Los colores, absolutamente irreales, se solapan los unos a los otros en una silenciosa guerra a través del espacio. Verdes extremos entran en competencia con rojos absolutos y sorprendentes violetas mientras los amarillos, ocres y marrones compiten entre sí por una parte del inmenso paisaje. Mientras tanto, el cielo, inmaculadamente azul, permanece ajeno a la contienda, observando la lucha fratricida desde su privilegiada posición.

El relieve propio del lugar no es ajeno a la lucha y aporta la base de la pintura. Planicies interminables que se convierten en montañas. Más planicies interminables que aparentemente optan por morir al borde del mar en un intento desesperado de llegar más lejos todavía. Incluso más planicies infinitas que se pierden en la lejanía intentando convencernos para que las sigamos y persigamos en un viaje hacia lo desconocido que se nos antoja fascinante en cualquier dirección.

Las texturas inóspitas en tierra adquieren vida propia desde el cielo. Esas arrugas y protuberancias son la piel de un gigante invisible que sospechamos podría ponerse en pie en cualquier instante. De momento permanece tumbado, fundido con el entorno, como si de un camaleón se tratase. Parece querer pasar inadvertido sin conseguirlo, permanecer agazapado para sorprendernos y hay que reconocer que lo consigue sin ni siquiera inmutarse.

La arena, sin lugar a dudas, es la gran soberana del lugar. Vaga a sus anchas por el país y se permite la libertad de cambiar el color de su manto de forma caprichosa, sin obedecer a nada ni a nadie. Es el poder en estado puro, la demostración de que, algo tan minúsculo y aparentemente insignificante, que incluso se nos escapa entre los dedos, crea las reglas de supervivencia y muerte del habitat natural y austero que nos maravilla. Rizándose con el viento o despeinándose por rachas, jugará consigo misma hasta conseguir formas arítmicas o simetrías perfectas, todo ello sin premeditación, dejándose llevar, flirteando con los elementos, haciendo infinitos guiños de complicidad a aquellos que miramos hipnotizados, sin poder controlar la baba que perla por las comisuras de nuestros labios.
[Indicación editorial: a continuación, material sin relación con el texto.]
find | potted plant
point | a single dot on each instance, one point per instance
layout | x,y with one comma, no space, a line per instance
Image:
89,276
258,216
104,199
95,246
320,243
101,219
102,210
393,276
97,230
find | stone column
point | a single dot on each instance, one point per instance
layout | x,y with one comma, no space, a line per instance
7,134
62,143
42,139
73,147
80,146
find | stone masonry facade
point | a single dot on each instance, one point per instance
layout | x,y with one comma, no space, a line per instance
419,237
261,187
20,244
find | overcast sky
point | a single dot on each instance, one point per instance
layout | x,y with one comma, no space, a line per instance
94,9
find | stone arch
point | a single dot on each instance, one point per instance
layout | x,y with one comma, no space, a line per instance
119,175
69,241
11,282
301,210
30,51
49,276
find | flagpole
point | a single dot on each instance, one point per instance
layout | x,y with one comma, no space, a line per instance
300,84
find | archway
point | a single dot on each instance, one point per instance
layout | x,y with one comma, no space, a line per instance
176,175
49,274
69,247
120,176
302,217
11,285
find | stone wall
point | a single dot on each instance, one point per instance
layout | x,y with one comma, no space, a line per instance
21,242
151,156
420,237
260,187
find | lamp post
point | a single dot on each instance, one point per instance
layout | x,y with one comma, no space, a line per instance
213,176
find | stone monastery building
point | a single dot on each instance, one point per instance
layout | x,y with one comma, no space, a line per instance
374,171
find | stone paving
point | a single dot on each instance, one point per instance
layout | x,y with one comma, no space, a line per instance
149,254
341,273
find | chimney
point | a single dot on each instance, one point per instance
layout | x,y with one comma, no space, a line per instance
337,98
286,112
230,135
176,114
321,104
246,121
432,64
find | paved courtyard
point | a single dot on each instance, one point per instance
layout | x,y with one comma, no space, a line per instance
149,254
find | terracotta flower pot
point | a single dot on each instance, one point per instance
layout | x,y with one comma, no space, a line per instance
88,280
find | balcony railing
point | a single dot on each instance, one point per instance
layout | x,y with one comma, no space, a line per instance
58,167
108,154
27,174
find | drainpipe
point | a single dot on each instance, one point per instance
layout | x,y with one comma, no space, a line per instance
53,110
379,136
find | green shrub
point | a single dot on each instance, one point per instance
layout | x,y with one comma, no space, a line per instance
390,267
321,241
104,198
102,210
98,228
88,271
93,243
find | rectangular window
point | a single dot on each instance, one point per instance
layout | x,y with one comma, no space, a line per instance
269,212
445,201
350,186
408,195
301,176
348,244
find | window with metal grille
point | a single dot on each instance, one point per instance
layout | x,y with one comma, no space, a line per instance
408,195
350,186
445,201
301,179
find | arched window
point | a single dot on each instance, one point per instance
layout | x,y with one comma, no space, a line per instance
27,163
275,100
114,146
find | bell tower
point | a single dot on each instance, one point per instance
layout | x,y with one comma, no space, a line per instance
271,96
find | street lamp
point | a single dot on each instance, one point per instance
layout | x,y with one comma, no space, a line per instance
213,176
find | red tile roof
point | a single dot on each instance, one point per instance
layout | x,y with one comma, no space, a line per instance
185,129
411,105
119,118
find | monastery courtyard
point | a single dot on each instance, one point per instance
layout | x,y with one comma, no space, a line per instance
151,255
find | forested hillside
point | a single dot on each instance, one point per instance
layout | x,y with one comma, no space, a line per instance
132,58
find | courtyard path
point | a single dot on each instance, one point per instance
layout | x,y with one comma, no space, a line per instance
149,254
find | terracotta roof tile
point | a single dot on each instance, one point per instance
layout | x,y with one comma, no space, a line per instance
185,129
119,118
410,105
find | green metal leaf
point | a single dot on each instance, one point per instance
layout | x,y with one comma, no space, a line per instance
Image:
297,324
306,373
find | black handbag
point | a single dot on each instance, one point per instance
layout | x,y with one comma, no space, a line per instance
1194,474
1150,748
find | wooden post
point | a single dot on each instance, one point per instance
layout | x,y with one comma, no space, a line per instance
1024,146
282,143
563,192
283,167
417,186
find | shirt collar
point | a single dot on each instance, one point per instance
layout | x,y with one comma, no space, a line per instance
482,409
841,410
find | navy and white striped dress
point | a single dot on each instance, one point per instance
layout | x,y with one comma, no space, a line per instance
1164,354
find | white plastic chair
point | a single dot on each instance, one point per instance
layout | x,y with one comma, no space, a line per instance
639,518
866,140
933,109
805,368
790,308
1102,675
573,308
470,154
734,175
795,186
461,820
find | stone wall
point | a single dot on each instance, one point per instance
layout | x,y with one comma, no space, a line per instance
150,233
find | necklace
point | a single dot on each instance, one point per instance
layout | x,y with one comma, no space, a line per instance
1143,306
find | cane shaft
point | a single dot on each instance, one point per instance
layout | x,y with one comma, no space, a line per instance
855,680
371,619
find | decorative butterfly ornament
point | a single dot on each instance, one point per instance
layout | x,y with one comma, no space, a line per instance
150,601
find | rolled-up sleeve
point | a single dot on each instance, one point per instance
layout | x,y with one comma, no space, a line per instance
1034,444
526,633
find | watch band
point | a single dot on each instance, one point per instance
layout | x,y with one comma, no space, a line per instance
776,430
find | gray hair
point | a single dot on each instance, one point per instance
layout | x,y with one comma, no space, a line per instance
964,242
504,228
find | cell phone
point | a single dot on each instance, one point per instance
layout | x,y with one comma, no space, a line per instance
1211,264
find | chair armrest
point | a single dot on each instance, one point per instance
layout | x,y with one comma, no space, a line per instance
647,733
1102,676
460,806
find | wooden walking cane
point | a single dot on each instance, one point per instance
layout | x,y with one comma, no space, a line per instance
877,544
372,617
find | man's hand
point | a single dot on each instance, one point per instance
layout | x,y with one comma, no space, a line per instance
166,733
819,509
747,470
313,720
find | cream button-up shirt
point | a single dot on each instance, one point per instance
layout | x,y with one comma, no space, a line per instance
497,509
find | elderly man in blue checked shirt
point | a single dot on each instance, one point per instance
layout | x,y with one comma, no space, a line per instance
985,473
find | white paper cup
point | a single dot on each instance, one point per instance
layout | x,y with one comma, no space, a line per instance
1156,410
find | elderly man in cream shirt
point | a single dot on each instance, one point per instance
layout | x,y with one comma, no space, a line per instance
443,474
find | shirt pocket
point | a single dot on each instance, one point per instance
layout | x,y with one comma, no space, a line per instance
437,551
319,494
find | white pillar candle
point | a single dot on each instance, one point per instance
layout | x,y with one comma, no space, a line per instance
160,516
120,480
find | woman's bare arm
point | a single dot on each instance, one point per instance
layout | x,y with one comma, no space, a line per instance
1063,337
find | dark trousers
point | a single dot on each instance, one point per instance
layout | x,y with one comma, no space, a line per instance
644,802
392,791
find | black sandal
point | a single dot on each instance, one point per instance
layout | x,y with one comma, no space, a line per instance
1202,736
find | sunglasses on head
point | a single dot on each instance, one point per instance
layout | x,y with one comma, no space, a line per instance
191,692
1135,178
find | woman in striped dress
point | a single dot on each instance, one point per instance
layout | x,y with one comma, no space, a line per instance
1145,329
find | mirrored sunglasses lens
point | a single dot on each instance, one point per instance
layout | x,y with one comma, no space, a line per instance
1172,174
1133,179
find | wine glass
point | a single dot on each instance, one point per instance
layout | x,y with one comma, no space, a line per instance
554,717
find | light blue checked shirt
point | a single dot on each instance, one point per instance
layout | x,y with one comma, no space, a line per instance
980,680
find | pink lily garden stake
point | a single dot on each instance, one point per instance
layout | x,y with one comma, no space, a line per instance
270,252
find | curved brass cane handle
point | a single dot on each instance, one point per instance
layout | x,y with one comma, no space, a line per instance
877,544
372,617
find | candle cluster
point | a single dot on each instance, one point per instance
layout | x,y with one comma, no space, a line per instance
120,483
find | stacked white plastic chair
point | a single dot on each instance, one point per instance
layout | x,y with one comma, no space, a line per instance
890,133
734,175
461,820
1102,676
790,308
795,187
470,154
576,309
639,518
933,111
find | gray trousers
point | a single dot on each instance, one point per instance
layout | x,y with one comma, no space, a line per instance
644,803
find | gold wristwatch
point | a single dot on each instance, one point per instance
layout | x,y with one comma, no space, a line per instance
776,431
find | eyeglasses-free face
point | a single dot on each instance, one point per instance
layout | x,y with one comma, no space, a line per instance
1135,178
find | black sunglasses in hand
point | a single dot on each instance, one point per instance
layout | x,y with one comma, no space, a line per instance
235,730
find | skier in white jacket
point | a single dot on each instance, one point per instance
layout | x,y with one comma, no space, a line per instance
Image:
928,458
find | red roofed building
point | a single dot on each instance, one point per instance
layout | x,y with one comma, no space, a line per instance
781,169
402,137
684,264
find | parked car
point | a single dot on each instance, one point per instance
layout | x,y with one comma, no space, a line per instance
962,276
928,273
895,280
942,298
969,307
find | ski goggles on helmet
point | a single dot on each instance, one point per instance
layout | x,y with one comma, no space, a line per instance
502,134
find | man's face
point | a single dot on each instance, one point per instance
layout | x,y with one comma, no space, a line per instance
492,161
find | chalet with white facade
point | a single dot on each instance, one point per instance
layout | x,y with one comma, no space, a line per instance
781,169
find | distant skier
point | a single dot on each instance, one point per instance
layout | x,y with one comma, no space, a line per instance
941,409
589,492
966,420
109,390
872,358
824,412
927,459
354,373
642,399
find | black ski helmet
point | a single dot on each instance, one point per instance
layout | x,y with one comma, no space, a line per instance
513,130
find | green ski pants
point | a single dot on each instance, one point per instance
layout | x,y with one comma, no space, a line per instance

Una vez alcanzado el atlántico, la costa se nos muestra con espectacularidad, con grandiosidad, alternando la nada con dunas a pie de agua, fauna entresacada de libros exóticos y paisajes abandonados que parecen haber sobrevivido milagrosamente a alguna hecatombe. La gran barrera natural es la única capaz de contener el paisaje desbordante para impedir que invada el resto del mundo.

Finalmente la inmensidad se pierde por el horizonte dejándonos un trasgusto agridulce, la excusa perfecta para volver una y otra vez a este fantástico país de los mil y un paisajes que es Namibia.